The opulence continues in the dining room. The chandelier and sconces are by Terzani, wallpaper by Elitis, and the fabric of the curtains is by Gretchen Bellinger. The table and chairs are custom; the fabric of the chairs is by Romo Zinc. The rug is by the designer himself. Here, the art is elevated to a new level. Rather than typical still art, Clement selected video artwork for this space, by MARCK from Switzerland, which is best appreciated in person.
Elsewhere on the first floor, Clement added an opulent bar, laundry room with ample storage and two washers and dryers, and a mudroom with a study area.
While the family doesn’t often enter and exit through the foyer, it shines bright like a diamond. The floor is marble (Clement agreed to incorporate marble here rather than quartz, because “Ninety-nine percent of the time, the family comes through the garage like everyone else in any other house. Because it’s not a high-traffic area, I thought marble was the way to go for this one, and black with white veins is really what I wanted because it is consistent with the design of the kitchen and all the rooms we’d redone,” shares Clement. The real standout here is the sculpture by Edgar Askelovic, a Millennial artist from Lithuania. The life-size sculpture, inspired by Jean-Michel Basquiat, is part of Askelovic’s Rihanna series (he gifted the Grammy Award winner with a handcrafted silicone sculpture of herself for her 30th birthday). Clement acknowledges, “It’s a really unique and interesting piece. I wanted to do something unique and not have to again put some flowers or a vase and just try to be innovative by putting something that’s unexpected” in the space.

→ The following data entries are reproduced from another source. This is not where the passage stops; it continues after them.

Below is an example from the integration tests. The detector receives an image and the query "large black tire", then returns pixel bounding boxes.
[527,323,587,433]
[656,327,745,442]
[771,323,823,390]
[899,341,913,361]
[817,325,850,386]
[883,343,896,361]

Also unanticipated here is the choice of lighting. “I wanted the chandelier to waterfall really low because most people would put the chandelier all the way up,” he says. “I often break the rules with the heights of lighting. [Like in the living room, whose fixture waterfalls right on top of the cocktail table.] These are very unusual heights, but I do it because I feel that very often lighting is a great way to anchor a setting. If the lighting is too high, you lose that,” he adds. “In this case [the foyer], the metal chandelier falls literally an inch over the sculpture’s head, which was curated for that purpose. It makes it very interesting and an unusual introduction to the house when you arrive.”
In the foreground is David Datuna’s Black USA Flag. Part of the Georgian artist’s well-known Viewpoint of Millions series, the mixed-media piece features Datuna’s signature technique of using optical lenses over large-scaled layered, collaged, and painted images, with the surface both concealing and revealing the work below. This work by Datuna, a treasure, adds to the esteemed collection of this Westchester estate.
Clement recognizes that there are many important art collections and art enthusiasts in Westchester, and through his design firm and gallery, his focus is to create elegant spaces with mood-enhancing art, in both the traditional sense and through decor and furnishings.
“We live in a difficult world, with a lot of struggles and challenges to overcome every day. For me, your home is really the place you are able to recharge and feel safe. I think it’s a very important part of our lives, our homes, and I believe that making your environment more beautiful has a gigantic consequence on your mood and the way you feel about yourself.
“I believe that by creating a beautiful environment for people, it improves their lives,” the designer continues. “A beautiful environment needs substance. Furniture, lighting, wallpapers, and fabrics are part of that process of embellishment and of fulfillment. Art can fulfill the need of someone aesthetically and intellectually and emotionally. Art is the soul of the home.”